Now, I understand that I do not have the accolades that Angela has, and while I’ve been on the radio (shout out to Hot 103 and KPRT 1590 in KC), I haven’t had the pleasure of being on CNN or The Breakfast Club, so I’m certain that there are things she can get away with that I cannot. Still, being able to see and hear someone who sounds like me and still deemed intelligent in the public sphere means the world.
Representation comes in many ways. For me, it’s deeper than a Black face and natural hair. Hearing Angela speak, and knowing she knows she doesn’t need to use “SAT words” to articulate herself, gives me the confidence to be me. Unapologetically.
But I never felt more seen than when Angela gave the disclaimer she did before loudly cackling, with her mouth wide open, about Omarosa's "departure" from the White House. Sometimes, a diplomatic, "proper" critique of Omarosa, or any of the other cretins of society, doesn’t quite cut it, and it takes an eloquent, "Bye, girl, bye!

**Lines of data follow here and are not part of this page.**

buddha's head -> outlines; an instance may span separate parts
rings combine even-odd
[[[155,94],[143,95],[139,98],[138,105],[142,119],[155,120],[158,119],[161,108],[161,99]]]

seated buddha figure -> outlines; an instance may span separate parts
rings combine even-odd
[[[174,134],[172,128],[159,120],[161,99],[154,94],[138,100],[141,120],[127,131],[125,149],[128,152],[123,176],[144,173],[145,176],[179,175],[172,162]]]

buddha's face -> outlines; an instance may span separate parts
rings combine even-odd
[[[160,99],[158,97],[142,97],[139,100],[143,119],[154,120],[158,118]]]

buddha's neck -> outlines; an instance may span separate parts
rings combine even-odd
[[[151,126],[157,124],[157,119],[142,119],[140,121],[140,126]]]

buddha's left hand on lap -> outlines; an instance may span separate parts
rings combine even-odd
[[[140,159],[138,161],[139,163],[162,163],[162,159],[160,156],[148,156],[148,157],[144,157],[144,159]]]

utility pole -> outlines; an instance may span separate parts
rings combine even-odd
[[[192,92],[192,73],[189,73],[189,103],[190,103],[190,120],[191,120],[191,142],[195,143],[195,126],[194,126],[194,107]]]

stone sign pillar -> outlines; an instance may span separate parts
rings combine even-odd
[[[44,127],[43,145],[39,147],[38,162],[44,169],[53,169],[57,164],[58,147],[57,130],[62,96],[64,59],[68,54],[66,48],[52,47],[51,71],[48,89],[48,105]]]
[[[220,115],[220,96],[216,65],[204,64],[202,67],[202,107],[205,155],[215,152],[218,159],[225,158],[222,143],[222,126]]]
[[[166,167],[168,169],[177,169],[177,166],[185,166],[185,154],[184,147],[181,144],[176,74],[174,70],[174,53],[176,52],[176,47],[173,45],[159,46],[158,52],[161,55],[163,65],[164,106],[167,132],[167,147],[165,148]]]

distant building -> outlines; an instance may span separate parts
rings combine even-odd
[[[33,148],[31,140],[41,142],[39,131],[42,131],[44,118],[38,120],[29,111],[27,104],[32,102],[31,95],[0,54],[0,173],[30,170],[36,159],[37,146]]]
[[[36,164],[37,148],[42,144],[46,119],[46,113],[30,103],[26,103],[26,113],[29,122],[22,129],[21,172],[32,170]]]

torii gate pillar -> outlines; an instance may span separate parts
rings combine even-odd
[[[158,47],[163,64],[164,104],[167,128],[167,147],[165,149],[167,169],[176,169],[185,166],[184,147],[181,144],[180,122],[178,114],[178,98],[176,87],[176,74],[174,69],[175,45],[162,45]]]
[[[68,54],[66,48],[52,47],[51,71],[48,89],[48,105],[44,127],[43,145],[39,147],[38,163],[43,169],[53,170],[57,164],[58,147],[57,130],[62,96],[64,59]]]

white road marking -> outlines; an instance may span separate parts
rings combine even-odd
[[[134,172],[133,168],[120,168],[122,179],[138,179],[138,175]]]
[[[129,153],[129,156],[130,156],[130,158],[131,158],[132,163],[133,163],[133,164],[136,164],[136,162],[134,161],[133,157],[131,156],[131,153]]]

Good riddance!” to adequately express how you feel.
So dear Angela, thank you. Thank you for allowing this Black woman the space to authentically use my voice, despite who it may make uncomfortable.
*You’d think this embarrassment would prevent me from pursuing public speaking opportunities, but I think my personality won that fight. I have always loved to share my voice. I just didn’t like to hear it.
**As we know, society automatically deems those of us who are from the hood as uneducated, unprofessional, and undeserving of humanity.